Depois de realizar duas sessões – uma delas extraordinária ontem à tarde – a Assembléia Legislativa suspendeu a sessão de hoje e retoma os trabalhos em plenário apenas na próxima segunda-feira, dia 30, em virtude do feriado de Corpus Christi, celebrado amanhã em todo o País. Na volta, os deputados estão ameaçando derrubar o veto ao artigo da lei, segundo o qual, havendo superávit de caixa, o governo corrigiria, e com aumento linear, os salários de todos os funcionários, incluindo servidores do quadro geral, professores e policiais militares.

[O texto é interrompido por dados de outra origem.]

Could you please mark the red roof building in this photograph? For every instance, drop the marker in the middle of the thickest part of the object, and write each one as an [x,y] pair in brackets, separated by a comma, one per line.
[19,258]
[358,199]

Na quarta-feira, dia 1.º, os dirigentes do Fórum dos Servidores Públicos Estaduais vão fazer uma manifestação em frente ao Palácio Iguaçu pedindo reposição salarial. A pedido do líder da bancada do PT, Tadeu Veneri, os líderes do movimento vão ocupar a tribuna livre para apresentar suas reivindicações. Uma delas é que o governo reconheça o mês de junho como a data-base dos servidores para repor as perdas referentes à inflação dos últimos doze meses.

O veto do governo está na Casa desde o início do ano. Mas somente agora, com a pressão dos servidores e a chegada do mês de junho, é que a Mesa Executiva decidiu colocar a matéria em votação. Na justificativa do veto, o governo argumenta que não há como prever se haverá ou não sobras de recursos. No ano passado, segundo o presidente da Comissão de Orçamento, Marcos Isfer (PPS), o superávit foi de R$ 600 milhões.